RE: Westridge Management ...heavymundomoney,
Obviously oil and manganese are two different birds, but the principles of financing with debt based on the surety of future cash flows and asset reserves are similar.
The key lines in the EOR.V NR, as related to hedging of future production to provide stable cash flow for debt service, are:
1) "Also in connection with the Credit Facility, the Company has entered into Hedging Agreements with the Bank's Capital Markets Group and executed transactions for the forward sale of a portion of its share of projected production. As of December 20, 2010, the Company's two subsidiaries have hedged approximately 55,000 net barrels of crude oil for delivery in 2011 at an average price of approximately $90.64 per barrel, subject to customary adjustments for quality and transportation."
2) "The Company's President and CEO Mr. Barry Lasker states "The signing of this Credit Facility is a significant step forward in the development of the multiple projects we have identified in our oil fields in New Mexico. A reserves based credit facility is a necessary tool for additional financing for projects we are pursuing, including our infill drilling programs we expect to commence in 2011, as well as the Cortez Pipeline connection to deliver CO2 to our oil fields in 2012."

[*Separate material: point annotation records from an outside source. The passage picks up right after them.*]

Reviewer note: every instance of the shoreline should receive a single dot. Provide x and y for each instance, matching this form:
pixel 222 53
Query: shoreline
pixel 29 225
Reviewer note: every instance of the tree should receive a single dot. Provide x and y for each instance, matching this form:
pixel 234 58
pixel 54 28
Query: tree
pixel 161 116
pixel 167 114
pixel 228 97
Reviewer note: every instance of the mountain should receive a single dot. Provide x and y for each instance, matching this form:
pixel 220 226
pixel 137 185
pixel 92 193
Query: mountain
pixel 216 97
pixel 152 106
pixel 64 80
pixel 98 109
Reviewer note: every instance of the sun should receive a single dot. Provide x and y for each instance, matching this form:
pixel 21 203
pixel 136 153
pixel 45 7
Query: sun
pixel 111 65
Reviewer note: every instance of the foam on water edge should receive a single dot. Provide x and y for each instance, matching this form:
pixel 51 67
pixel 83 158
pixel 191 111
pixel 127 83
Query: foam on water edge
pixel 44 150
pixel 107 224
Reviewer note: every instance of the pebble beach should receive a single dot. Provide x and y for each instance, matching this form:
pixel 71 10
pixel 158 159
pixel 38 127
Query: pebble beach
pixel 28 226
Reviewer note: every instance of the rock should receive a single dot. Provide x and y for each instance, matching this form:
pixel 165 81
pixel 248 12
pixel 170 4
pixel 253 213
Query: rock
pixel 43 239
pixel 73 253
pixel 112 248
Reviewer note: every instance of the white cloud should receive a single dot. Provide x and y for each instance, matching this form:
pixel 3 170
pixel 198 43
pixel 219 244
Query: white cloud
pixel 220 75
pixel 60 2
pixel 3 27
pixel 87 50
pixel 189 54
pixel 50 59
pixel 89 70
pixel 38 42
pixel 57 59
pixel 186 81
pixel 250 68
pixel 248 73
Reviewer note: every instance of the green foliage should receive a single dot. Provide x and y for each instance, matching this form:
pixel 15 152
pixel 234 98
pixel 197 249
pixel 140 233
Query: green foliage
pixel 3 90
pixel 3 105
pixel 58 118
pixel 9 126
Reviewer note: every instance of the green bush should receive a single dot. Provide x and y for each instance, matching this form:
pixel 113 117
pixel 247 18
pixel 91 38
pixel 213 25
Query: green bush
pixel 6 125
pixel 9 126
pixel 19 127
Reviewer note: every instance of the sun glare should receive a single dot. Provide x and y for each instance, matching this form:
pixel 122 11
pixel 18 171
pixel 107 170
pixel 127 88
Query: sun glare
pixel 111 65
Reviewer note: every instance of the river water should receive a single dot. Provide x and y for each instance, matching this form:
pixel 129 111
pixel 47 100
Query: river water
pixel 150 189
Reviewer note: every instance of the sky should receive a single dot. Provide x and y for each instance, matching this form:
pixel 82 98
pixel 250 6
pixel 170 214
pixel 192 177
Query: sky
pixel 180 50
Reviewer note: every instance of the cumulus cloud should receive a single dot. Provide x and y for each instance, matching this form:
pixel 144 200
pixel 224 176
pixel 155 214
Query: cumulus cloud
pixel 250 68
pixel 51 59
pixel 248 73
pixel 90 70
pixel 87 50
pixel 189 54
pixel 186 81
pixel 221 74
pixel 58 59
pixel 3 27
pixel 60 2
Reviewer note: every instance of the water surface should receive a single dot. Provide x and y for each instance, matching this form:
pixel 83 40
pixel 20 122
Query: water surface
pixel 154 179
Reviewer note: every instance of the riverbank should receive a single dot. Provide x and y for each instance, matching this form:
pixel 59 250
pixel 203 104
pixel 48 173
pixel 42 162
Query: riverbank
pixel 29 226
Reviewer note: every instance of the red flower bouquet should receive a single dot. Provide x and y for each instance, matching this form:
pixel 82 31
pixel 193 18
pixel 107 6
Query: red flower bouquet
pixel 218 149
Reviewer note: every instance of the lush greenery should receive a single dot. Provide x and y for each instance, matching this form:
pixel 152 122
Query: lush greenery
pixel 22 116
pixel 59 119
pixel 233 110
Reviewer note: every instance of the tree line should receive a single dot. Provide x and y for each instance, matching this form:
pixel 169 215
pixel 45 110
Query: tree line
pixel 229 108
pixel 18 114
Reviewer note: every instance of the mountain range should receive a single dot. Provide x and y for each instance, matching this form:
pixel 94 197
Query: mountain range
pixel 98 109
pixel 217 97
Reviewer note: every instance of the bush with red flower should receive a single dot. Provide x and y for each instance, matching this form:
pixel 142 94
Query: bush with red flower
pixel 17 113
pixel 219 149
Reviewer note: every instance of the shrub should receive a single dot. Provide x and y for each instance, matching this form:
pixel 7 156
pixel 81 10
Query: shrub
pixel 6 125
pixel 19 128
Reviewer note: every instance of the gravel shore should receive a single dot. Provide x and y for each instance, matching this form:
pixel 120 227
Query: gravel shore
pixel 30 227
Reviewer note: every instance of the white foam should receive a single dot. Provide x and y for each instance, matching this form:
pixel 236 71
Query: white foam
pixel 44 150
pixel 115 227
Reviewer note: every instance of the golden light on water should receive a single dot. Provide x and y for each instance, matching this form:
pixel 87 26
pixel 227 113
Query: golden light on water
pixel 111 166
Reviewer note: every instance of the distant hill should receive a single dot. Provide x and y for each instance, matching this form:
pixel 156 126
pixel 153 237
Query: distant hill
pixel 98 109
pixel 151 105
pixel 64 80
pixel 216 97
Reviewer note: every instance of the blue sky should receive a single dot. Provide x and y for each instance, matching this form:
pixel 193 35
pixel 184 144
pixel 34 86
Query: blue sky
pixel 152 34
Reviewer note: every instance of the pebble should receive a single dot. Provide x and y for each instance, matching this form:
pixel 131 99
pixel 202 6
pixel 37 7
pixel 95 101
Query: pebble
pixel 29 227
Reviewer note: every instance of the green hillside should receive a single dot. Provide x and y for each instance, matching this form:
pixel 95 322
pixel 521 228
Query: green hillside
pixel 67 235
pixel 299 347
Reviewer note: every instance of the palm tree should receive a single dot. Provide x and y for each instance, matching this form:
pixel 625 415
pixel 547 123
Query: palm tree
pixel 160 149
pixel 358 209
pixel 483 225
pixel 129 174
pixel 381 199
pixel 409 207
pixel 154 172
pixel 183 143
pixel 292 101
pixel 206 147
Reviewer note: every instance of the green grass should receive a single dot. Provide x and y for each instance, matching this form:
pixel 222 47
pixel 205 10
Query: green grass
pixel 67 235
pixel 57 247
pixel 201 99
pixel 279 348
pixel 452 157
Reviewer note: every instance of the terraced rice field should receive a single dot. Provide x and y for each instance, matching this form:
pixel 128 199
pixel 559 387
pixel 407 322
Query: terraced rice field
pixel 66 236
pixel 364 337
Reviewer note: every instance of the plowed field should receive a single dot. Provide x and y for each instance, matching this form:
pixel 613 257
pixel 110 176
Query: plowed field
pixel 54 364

So long as a financier (Vicarage, Westridge, or other investment bankers, banks, et al) is comfortable with the future production numbers of CNY and with the ability to hedge sufficient future production, then I do not see why a credit facility would not be warranted for CNY (yes, that's a double negative). That said, I am not close enough to all of the CNY particulars to make a definitive decision. However, from this vantage point, CNY appears to be on the right trajectory towards production, cash flow, asset reserves & resources expansion, and appropriate financing (equity and/or debt facilities).